There are two groups of Palestinians living under Israeli rule. One group is in the Gaza Strip and occupied West Bank. The others are Israeli citizens, but even so with fewer rights than Jewish citizens of Israel regarding where they can live.

Those living in the occupied territories have no Israeli citizenship, yet are subject to the military might and laws of Israel and need the permission of the Israeli Defense Forces (IDF) to move about, thus restricting their ability to go to school, work or even get health care. Israel has allowed Israeli settlers to grab prime pieces of land and set-up settlements for Israelis only. The Palestinians are forced to use inferior quality roads that take hours longer to travel. The network of roads combined with the labyrinth of checkpoints has carved up Palestinian communities and created long and humiliating waiting periods at the checkpoints.

The former archbishop of Cape Town, Desmond Tutu, said after visiting the occupied territories, “I have seen the humiliation of Palestinians at checkpoints and roadblocks, suffering like us when young white police officers prevented us from moving about.” Israel is now building what has been called the “apartheid wall” because it has led to the expropriation of land, expelled Palestinians from their homes and separated farmers from their livelihood. As NDP foreign affairs critic Alexa McDonough said in a letter last week to Minister Peter MacKay, it is a “685 km barrier — deemed illegal by the International Court of Justice in July 2004 — which annexes 8% of the West Bank and places internationalized East Jerusalem firmly within a unilaterally-drawn Israeli border by 2008.”

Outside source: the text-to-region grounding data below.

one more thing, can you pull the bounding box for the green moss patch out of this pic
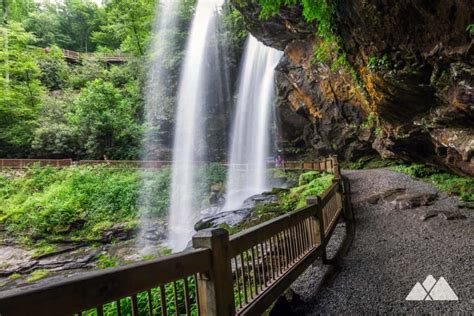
[26,269,50,282]
[391,164,474,202]
[223,171,334,235]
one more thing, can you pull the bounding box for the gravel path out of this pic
[289,169,473,314]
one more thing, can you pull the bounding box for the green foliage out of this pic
[466,24,474,37]
[391,164,474,202]
[0,164,226,246]
[361,112,380,129]
[367,54,389,71]
[0,165,142,243]
[92,0,154,55]
[218,2,247,66]
[70,78,142,159]
[391,164,438,178]
[31,242,57,258]
[26,269,50,282]
[0,22,43,156]
[298,171,320,186]
[31,0,103,52]
[8,273,22,280]
[227,171,334,234]
[31,93,80,158]
[96,253,119,269]
[341,156,399,170]
[36,46,69,90]
[290,172,334,209]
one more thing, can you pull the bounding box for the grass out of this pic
[26,269,50,282]
[391,164,474,202]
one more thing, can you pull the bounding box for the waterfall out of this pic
[223,36,282,212]
[137,0,179,255]
[168,0,224,251]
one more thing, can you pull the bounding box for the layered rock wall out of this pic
[232,0,473,176]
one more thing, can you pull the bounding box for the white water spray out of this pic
[168,0,224,251]
[223,36,282,211]
[138,0,179,255]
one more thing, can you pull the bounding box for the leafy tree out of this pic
[31,93,80,158]
[23,6,68,48]
[0,22,42,156]
[36,45,69,90]
[70,79,142,159]
[93,0,155,55]
[3,0,36,23]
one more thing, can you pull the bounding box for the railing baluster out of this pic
[240,253,248,304]
[173,281,179,316]
[194,274,201,316]
[246,249,254,299]
[131,294,139,316]
[183,278,191,316]
[234,257,242,309]
[282,230,289,269]
[116,300,122,316]
[147,289,153,316]
[259,243,267,286]
[160,285,167,316]
[250,247,259,296]
[256,244,264,292]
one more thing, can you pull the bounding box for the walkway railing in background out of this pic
[78,160,172,169]
[0,159,72,169]
[0,157,337,172]
[62,49,129,63]
[0,156,348,316]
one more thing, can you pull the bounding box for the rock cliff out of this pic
[232,0,473,176]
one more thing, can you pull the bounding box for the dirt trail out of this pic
[289,169,473,314]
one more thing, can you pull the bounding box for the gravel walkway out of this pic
[289,169,473,314]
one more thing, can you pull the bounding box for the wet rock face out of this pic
[232,0,473,176]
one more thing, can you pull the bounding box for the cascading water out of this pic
[168,0,224,251]
[137,0,179,255]
[223,36,282,212]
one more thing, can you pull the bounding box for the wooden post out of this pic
[332,178,343,212]
[331,155,341,178]
[310,196,327,263]
[341,178,352,223]
[192,228,235,316]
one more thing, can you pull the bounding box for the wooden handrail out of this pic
[0,248,212,316]
[0,155,347,316]
[228,204,317,257]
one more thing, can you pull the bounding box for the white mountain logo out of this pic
[406,275,458,301]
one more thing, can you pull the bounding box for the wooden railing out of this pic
[0,156,348,316]
[62,49,129,63]
[78,160,172,169]
[0,157,336,171]
[0,158,72,169]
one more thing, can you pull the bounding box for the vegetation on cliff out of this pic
[222,171,334,234]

It was this wall that spurred CUPE Ontario delegates to adopt a policy in support of an international campaign of boycott, divestment and sanctions. Like members of many church congregations, a large number of organizations in Quebec and the 67,000-member union of
university lecturers in the United Kingdom, they are frustrated by Israel’s lack of response to what has been tried through reason and law with United Nations resolutions and the International Court of Justice. The resolution submitted by several CUPE Ontario locals was
designed to draw attention to the lives of ordinary innocent civilians living in horrific conditions in Palestine.

For the record, our members have also decided at a previous national convention to “call for and actively work towards an end to all acts of violence that take the lives of innocent people, whether they be Palestinian or Israeli.” We continue to support a negotiated peace process based on equality — and that means the wall must come down.